Repair
- Accessed by:
Requirements
The Repair effect can only be used on selection regions up to 128 samples long (for most audio, only a few thousandths of a second). Above this length, it becomes too hard to guess what should be going on in the section under repair. You will get an error message if you select too much audio to try and repair. In general, the shorter the section of audio you select to repair, the better the results will be.
The Repair effect is unusual because it requires there to be audio outside the selection region on at least one side of the section to be repaired. Examining this audio lets Audacity interpolate (make an informed guess about) the bad section. If the surrounding audio in the track is very short or non-existent there may not be enough information to make the interpolation, and an error message will be shown. For example, it is not possible to select a region up to 128 samples long in one track, paste or duplicate it into a new empty track and then repair it, because there will then be no audio either side of the region to examine.
Usage
- Select the approximate region of audio. Zoom in until you can start to see the individual dots (samples) in the waveform, and then reselect the shortest possible piece of audio for replacement.
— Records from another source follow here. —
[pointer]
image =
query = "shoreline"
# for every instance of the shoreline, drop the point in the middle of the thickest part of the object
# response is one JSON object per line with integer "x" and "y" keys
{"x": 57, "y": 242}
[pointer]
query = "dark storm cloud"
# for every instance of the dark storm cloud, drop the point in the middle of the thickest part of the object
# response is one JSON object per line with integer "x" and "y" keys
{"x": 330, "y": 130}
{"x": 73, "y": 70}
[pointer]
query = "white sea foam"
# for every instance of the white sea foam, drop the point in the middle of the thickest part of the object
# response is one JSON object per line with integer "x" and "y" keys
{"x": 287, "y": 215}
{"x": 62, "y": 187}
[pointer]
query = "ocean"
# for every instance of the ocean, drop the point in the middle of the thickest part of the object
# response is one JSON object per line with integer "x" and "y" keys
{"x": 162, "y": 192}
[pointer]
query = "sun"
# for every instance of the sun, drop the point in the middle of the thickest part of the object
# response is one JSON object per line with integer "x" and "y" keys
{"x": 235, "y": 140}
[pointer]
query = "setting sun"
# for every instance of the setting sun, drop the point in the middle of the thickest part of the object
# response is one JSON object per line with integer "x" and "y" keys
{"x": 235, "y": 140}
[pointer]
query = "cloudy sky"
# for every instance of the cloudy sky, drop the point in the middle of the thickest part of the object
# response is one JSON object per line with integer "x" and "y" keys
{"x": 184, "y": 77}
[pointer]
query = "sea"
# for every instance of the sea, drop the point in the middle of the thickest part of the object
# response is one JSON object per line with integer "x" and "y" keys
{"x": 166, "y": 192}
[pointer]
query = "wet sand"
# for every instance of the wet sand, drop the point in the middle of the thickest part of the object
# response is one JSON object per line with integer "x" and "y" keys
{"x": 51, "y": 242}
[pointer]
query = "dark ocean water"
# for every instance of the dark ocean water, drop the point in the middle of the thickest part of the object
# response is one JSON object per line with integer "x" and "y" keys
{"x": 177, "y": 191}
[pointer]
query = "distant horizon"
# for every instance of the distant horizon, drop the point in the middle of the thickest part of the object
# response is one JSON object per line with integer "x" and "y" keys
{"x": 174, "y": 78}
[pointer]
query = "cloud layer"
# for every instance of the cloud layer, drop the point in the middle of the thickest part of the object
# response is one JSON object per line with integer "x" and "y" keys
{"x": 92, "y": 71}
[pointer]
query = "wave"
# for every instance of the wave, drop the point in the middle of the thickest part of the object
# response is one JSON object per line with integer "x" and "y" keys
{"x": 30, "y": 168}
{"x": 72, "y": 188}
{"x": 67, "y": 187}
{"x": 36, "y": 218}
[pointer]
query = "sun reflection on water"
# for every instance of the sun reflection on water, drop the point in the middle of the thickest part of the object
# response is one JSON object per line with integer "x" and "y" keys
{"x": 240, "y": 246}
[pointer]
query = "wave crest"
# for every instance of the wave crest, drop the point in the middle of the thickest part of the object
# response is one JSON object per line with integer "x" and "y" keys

- Click to replace the selected audio with the repaired audio.
- Zoom back out (or grab the handle on the horizontal scrollbar at the bottom of the screen and drag leftwards), click a few seconds before the region you were repairing, and play from there to hear if the repair sounds OK. If not, click and try a different region to repair. Include a little more on either side of the problem if the original damage was still obvious, or less if the repaired region sounded different, but incorrect.